The operating system, based on Red Hat’s Fedora version of Linux and designed to resemble Apple’s Mac OS X, watermarks files so that they can be traced back to individual users, according to researchers Florian Grunow and Niklaus Schiess of German IT security company ERNW.
“We found that the features implemented in Red Star OS are the wet dream of a surveillance state dictator,” the researchers stated. They presented their findings on Sunday at the Chaos Communication Congress in Hamburg.
The software’s watermarking tools appear to be aimed at cracking down on banned documents and media files, including writings and films, that are shared via USB sticks and other portable memory devices, they said.
It tags every document or media file on a computer and on every removable memory device attached to the computer, whether the user opens the file or not, said Grunow and Schiess. Tagged files can then be more easily tracked back to individual users, they said.
“It enables you to keep track of where a document hits Red Star OS for the first time and who opened it,” Grunow told the BBC. “Basically, it allows the state to track documents.”
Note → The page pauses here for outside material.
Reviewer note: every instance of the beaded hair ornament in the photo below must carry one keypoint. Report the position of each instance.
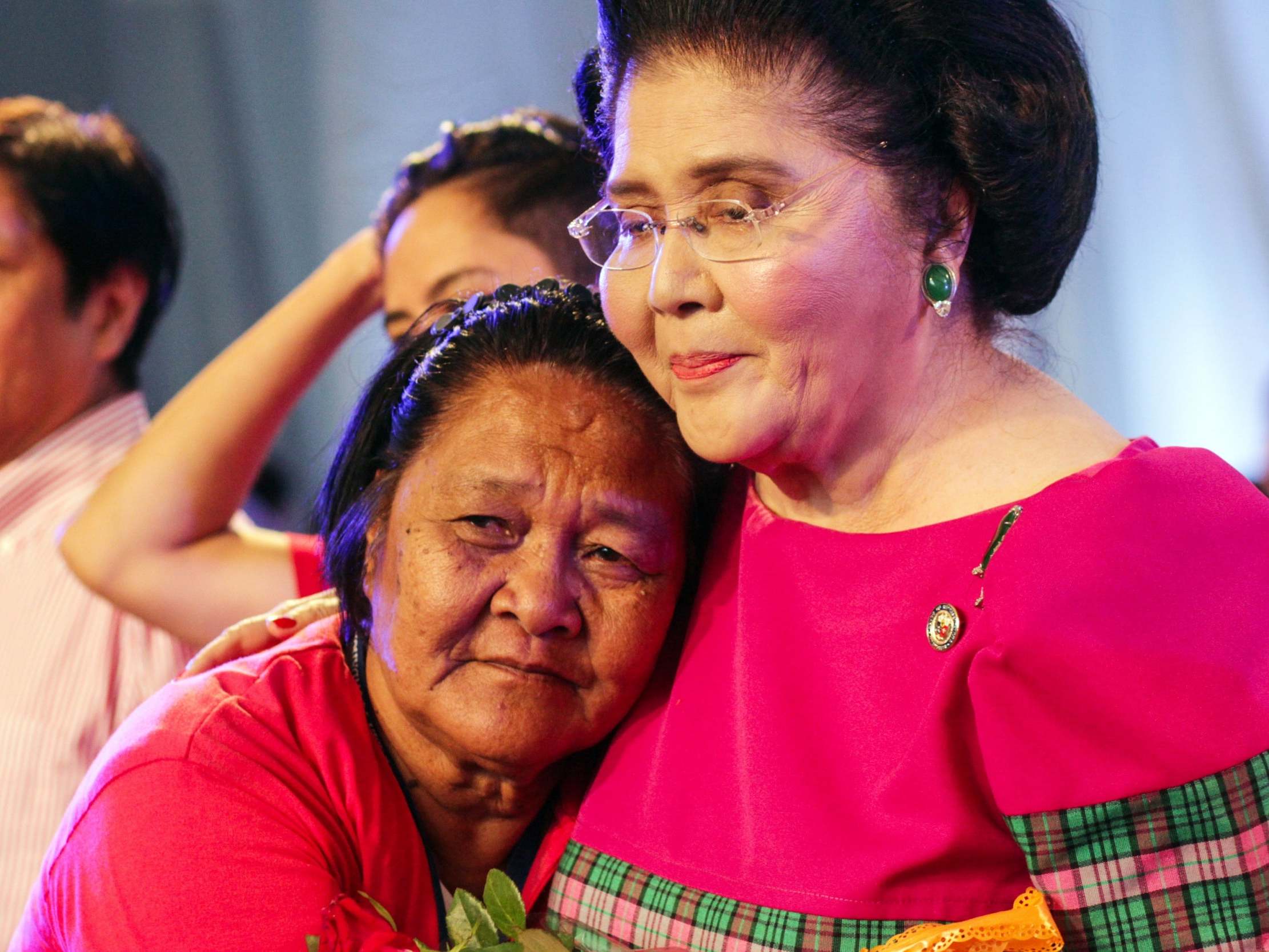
(481, 307)
(470, 147)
The OS also makes it difficult to modify core components, the researchers said. If a user attempts to disable or alter the antivirus software or Internet firewall, the system reboots.
The researchers’ presentation was the first in-depth analysis of Red Star OS 3.0, which surfaced online about a year ago. Its code was written around 2013, they said.
Grunow and Schiess said they have no way of knowing how widely used Red Star OS is in North Korea. Visitors to the country have said that most computers there run on Windows XP, now nearly 15 years old.